This followed a 10-month ban served for the incident at the 2016 Rio Olympics in which he and three other swimmers claimed to be robbed by armed men with police badges. This turned out to be a cover story for an alcohol-fueled night ending in property damage, which prompted a security guard to pull a gun on the athletes.
Although neither of the suspensions were directly due to his alcohol use, Lochte made the decision to enter rehab after recognizing that something needed to change.
“I think it was getting to a point in my life where I needed a change,’’ he told USA Today. “So, yes, I checked myself into rehab. I did the classes; I did everything.”
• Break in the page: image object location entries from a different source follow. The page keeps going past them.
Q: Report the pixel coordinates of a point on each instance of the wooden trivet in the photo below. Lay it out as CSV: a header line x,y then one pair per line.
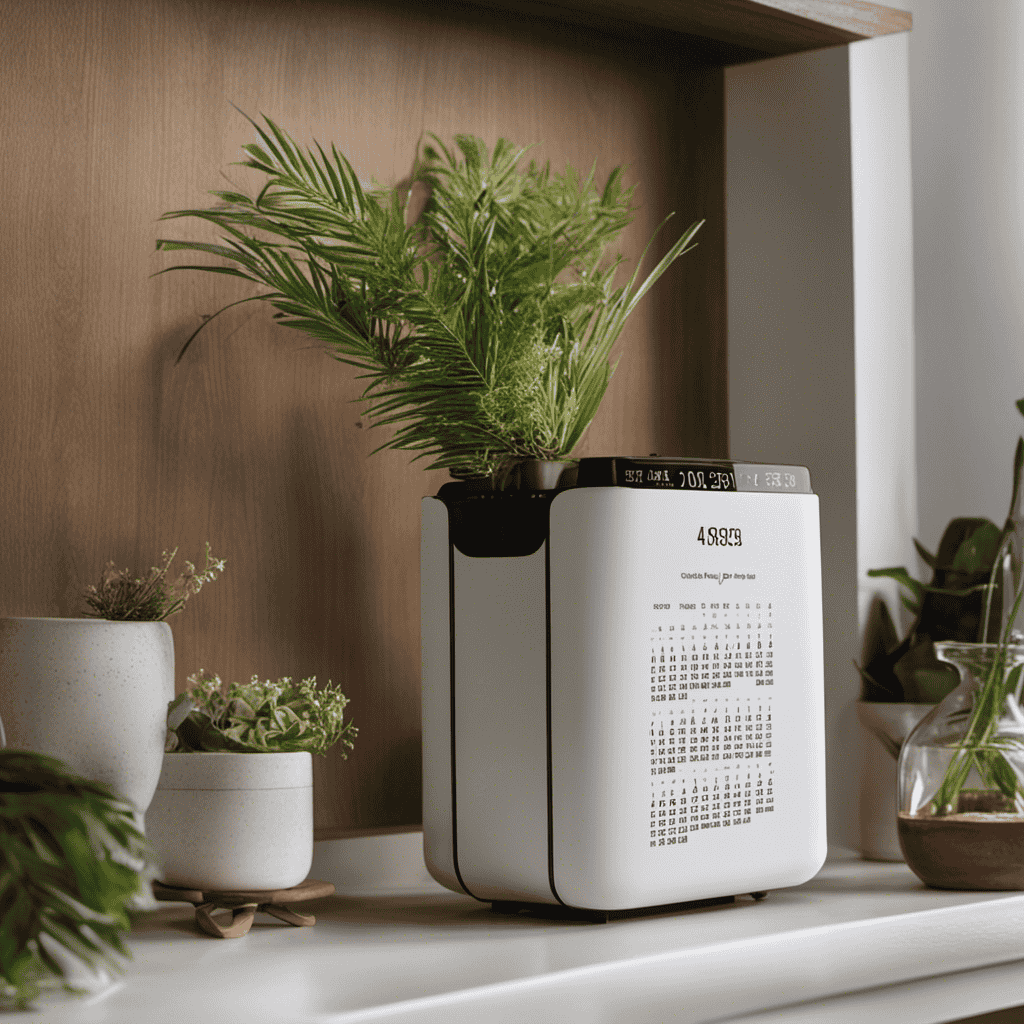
x,y
244,905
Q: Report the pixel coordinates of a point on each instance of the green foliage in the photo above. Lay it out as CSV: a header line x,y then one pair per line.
x,y
121,596
67,880
483,329
955,604
258,717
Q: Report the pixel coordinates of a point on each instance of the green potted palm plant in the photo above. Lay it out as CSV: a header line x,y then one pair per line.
x,y
483,327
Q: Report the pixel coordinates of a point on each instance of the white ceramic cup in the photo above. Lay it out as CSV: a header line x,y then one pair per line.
x,y
92,693
233,821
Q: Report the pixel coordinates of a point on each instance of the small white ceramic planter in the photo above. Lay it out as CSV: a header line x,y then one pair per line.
x,y
92,693
233,821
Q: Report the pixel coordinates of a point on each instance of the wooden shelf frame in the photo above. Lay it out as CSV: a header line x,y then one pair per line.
x,y
114,452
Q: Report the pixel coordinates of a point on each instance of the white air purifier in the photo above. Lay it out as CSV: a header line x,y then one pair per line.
x,y
623,699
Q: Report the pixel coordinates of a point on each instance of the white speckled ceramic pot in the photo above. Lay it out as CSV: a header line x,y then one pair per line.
x,y
91,692
233,821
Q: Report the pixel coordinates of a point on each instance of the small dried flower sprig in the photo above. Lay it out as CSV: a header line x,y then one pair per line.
x,y
258,717
121,596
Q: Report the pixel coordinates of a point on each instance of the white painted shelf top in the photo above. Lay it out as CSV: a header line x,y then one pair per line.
x,y
856,939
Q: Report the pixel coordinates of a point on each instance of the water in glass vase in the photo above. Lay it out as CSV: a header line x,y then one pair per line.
x,y
961,795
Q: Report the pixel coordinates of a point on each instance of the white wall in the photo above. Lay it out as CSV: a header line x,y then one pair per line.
x,y
967,95
792,336
820,301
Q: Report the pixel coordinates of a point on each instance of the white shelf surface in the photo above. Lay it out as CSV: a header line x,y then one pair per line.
x,y
860,942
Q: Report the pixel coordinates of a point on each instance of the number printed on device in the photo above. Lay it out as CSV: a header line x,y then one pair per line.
x,y
720,537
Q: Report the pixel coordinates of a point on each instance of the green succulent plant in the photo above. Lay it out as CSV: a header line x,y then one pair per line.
x,y
483,327
258,717
68,847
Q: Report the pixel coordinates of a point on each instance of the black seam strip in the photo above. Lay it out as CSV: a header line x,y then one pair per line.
x,y
547,656
455,808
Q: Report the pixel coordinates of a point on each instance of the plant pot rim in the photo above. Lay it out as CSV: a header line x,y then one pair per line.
x,y
85,620
237,770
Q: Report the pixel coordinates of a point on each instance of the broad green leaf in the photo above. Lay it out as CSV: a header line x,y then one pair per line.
x,y
978,551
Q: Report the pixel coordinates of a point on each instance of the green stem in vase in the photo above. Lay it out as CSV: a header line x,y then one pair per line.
x,y
973,750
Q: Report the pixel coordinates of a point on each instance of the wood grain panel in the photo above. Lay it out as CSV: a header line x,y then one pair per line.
x,y
120,110
744,30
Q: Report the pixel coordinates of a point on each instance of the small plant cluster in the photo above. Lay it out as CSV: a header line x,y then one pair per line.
x,y
124,597
258,717
970,577
67,884
483,327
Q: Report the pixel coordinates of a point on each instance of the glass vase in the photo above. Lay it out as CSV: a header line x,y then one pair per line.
x,y
961,775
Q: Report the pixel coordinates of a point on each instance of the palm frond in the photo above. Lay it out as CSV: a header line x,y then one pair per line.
x,y
483,332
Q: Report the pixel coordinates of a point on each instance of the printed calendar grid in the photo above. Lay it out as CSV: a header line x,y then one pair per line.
x,y
711,718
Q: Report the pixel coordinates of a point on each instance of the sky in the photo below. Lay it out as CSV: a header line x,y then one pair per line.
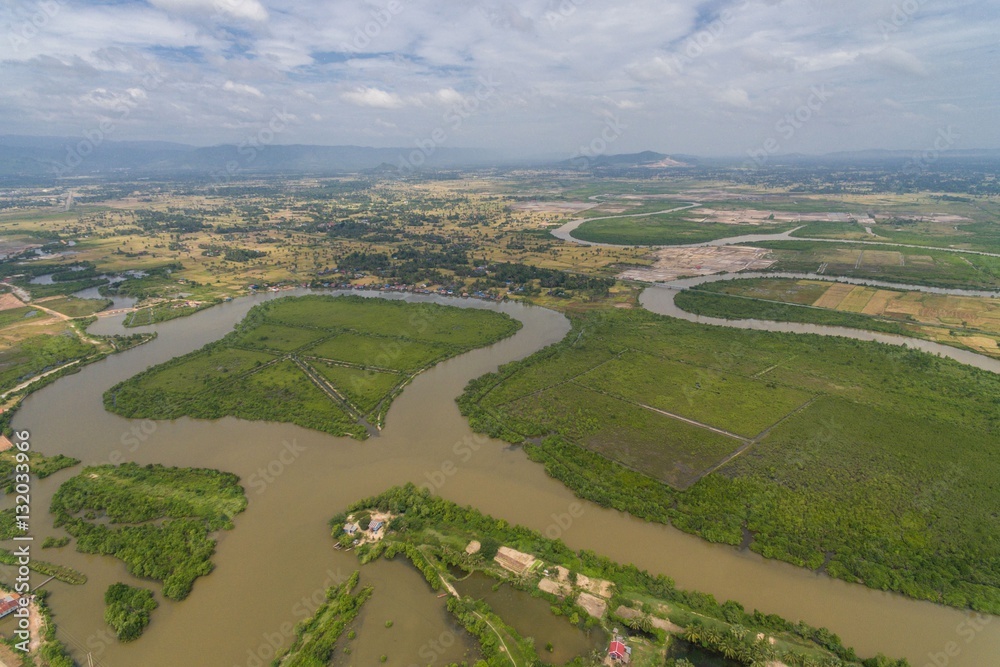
x,y
524,77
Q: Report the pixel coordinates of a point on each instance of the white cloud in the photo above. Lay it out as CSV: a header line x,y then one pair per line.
x,y
899,60
241,89
250,10
555,72
373,97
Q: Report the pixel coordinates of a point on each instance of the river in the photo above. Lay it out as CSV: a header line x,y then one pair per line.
x,y
272,567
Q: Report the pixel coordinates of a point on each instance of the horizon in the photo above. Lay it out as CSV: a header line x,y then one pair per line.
x,y
720,78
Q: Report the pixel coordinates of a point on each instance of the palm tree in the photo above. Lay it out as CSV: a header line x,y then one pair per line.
x,y
646,623
693,632
729,647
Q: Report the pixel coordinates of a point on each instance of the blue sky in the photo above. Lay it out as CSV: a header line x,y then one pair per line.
x,y
530,77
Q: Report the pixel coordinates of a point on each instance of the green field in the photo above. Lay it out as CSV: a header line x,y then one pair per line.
x,y
75,307
667,229
916,266
397,354
316,637
850,445
39,354
982,236
127,610
315,361
651,612
277,338
949,320
158,520
364,388
162,312
711,304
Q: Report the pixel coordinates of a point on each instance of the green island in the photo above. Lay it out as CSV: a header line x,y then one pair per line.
x,y
672,228
329,363
596,597
62,573
316,637
50,651
967,322
41,466
915,266
164,311
127,610
873,463
157,520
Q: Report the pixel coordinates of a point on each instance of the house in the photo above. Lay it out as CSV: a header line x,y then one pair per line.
x,y
8,603
617,651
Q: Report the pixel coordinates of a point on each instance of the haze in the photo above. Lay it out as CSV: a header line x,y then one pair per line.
x,y
530,78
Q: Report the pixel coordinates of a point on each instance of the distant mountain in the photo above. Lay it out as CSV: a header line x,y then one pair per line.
x,y
643,160
78,156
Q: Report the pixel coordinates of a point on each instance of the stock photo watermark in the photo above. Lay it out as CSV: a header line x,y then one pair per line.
x,y
484,96
788,125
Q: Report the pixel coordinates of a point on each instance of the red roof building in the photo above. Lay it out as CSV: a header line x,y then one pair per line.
x,y
8,603
617,650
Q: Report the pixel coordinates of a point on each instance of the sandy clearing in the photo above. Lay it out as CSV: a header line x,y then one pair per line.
x,y
554,588
516,561
594,606
9,301
674,263
833,296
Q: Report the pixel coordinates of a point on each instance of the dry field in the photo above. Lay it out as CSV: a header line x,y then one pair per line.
x,y
674,263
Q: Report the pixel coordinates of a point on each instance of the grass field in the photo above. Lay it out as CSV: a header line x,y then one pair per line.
x,y
316,636
74,307
966,234
906,265
314,361
162,312
158,520
379,351
844,441
649,611
668,229
965,322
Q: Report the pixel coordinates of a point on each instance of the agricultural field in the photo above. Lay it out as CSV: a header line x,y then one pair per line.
x,y
935,268
333,364
163,311
820,440
316,637
968,322
72,306
669,229
579,601
159,521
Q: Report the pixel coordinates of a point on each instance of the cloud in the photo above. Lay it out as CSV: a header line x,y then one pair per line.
x,y
241,89
250,10
697,76
373,97
735,97
899,60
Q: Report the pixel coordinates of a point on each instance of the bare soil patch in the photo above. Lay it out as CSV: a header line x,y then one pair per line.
x,y
674,263
516,561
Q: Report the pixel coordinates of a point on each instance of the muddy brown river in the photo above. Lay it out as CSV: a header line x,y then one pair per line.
x,y
272,568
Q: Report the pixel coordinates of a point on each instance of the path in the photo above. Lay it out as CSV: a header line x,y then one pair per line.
x,y
565,232
37,378
451,589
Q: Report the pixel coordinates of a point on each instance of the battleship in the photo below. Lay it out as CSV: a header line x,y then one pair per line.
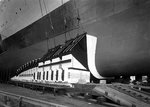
x,y
29,29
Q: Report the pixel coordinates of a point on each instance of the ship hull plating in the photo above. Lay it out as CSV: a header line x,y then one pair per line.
x,y
122,32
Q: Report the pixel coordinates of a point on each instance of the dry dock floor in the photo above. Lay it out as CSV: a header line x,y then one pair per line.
x,y
59,99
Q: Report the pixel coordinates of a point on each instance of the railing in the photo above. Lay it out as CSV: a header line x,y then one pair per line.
x,y
13,100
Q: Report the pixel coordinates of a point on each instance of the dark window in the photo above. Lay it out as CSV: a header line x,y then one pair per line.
x,y
39,75
57,75
52,75
34,76
63,74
After finishing the program last year, Lochte has remained sober aside from having a single glass of wine to celebrate the birth of his daughter, Liv Rae. However, he says he no longer cares for alcohol.
“I have bigger and better things going on. And I’m glad that I went to rehab and got checked out just because it helped me out.”
Lochte was able to return to competitive swimming on Wednesday at the Phillips 66 National Championships. During his time trial, he swam the 200 IM in 1:57.88, just 3.88 seconds slower than his world record time. This qualified him for the U.S. trials to make the 2020 Olympics in Tokyo.
The world-renowned swimmer has already been to the Olympics four times and won 12 medals, making him the second-most decorated swimmer in Olympic history behind Michael Phelps. He holds multiple world records at age 34.
Lochte credits his wife and kids for bringing joy back into his career.
“I’m having fun swimming again,’’ he said. “And I haven’t had fun since the 2012 Olympics. So it’s been a long time where I can honestly say I’m stepping out on that pool deck with a big smile on my face, and I owe it all to my kids and my wife. They’ve been my backbone throughout this whole journey these past three years ago.”